Mercredi 18 mai 2011 3 18 /05 /Mai /2011 00:48

 

C’est un aveu que je n’ai fait que très, très rarement. Sans forfanterie, je crois ne pas avoir peur de grand-chose. Surtout pas de la mort. J’ai ai parlé ici, maintes et maintes fois. Beaucoup trop sans doute : certains de mes proches m’en tiennent rigueur. Satanée transparence !

Même ma crainte obsessionnelle du handicap, de l’accident handicapant, voire pire, n’est pas à proprement parler une peur : dans la mesure où je ramènerais la problématique au cas précédent. Oui, bien sûr, parfois je frémis, à l’idée que quelque membre du corps médical ferait tout, connement tout, pour m’empêcher d’écourter ce qui ne serait plus une vie.
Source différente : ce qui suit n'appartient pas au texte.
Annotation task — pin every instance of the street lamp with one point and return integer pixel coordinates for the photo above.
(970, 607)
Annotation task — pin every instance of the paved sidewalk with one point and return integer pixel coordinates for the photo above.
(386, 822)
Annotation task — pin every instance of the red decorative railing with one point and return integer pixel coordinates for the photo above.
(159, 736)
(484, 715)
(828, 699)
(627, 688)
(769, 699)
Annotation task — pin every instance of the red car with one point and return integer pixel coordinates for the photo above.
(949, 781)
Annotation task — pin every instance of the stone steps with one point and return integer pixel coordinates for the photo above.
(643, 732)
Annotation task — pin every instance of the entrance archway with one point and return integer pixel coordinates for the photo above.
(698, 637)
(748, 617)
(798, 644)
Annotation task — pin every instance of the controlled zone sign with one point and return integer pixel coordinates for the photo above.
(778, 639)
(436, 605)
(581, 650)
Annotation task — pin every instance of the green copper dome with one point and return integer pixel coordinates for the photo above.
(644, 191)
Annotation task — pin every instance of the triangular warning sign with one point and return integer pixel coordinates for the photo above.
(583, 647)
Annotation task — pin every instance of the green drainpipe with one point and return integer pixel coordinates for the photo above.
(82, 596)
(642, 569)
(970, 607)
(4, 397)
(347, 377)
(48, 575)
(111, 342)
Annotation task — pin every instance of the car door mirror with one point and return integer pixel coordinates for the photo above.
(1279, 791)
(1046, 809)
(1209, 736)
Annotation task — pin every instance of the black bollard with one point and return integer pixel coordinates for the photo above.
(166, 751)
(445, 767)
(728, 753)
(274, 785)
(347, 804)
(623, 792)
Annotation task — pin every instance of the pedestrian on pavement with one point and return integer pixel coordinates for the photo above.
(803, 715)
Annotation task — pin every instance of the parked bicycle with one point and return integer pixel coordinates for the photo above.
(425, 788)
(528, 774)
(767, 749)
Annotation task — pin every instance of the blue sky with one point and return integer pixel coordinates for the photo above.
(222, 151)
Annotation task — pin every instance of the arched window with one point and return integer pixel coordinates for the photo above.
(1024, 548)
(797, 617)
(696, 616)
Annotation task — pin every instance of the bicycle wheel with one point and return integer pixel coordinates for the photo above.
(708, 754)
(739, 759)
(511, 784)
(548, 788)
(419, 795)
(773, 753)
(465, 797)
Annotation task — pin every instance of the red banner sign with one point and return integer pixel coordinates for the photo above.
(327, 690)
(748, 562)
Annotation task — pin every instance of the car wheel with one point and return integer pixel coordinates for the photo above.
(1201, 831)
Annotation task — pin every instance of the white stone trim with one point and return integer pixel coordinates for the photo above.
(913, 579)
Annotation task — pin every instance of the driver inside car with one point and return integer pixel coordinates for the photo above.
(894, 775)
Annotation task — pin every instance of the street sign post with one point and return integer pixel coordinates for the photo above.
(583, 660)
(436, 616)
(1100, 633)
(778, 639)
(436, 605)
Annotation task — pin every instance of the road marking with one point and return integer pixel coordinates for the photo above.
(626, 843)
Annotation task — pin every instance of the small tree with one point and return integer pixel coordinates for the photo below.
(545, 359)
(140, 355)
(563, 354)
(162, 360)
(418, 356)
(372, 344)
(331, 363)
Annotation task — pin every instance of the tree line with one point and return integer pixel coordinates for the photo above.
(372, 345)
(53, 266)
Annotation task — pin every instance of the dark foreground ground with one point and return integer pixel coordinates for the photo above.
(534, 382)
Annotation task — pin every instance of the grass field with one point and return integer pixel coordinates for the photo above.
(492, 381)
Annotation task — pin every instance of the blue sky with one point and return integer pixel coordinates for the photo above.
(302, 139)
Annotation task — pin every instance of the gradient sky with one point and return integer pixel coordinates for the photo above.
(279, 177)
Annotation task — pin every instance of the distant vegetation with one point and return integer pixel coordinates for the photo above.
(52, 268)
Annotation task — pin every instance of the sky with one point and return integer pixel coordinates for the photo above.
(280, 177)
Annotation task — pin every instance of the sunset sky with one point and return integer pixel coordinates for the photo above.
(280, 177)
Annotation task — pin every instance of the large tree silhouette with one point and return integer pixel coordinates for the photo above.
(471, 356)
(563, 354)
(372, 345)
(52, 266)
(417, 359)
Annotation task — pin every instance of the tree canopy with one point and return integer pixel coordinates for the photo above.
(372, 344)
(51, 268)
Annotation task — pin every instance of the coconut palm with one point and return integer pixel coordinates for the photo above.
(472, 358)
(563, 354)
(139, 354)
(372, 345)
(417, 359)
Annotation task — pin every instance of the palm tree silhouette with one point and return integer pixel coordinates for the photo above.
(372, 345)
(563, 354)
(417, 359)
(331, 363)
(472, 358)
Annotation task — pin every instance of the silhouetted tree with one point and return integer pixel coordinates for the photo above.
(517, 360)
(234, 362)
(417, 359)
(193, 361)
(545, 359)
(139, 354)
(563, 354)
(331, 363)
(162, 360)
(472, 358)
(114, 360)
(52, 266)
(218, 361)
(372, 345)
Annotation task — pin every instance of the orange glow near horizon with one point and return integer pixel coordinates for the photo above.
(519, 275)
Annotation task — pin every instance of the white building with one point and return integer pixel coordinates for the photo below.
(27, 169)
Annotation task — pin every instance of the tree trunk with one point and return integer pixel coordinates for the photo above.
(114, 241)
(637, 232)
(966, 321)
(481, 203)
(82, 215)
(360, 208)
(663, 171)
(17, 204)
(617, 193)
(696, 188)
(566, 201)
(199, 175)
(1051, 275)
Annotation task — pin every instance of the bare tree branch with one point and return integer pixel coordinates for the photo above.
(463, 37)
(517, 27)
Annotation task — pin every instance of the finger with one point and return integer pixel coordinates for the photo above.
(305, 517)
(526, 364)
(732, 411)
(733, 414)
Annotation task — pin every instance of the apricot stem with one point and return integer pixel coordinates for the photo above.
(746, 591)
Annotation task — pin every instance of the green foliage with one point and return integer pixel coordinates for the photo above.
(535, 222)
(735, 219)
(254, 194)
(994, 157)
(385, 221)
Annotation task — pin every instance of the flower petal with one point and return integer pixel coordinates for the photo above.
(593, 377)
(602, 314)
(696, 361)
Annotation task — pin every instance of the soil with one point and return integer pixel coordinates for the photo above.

Mais je frémis, sans être vraiment terrorisé : dans ce domaine au moins, les cons se font de plus en plus rares.

 

Là, j’ai peur. Peur de la machine incontrôlable de nos administrations. Kafkaïenne, disais-je tout à l’heure au préposé –enfin un d’agréable- que j’ai rencontré au Consulat.

J’ai écrit. Du mieux que j’ai pu. La seule chose que je ne fasse pas trop mal. Maintenant,… le sort en est jeté, s’pas…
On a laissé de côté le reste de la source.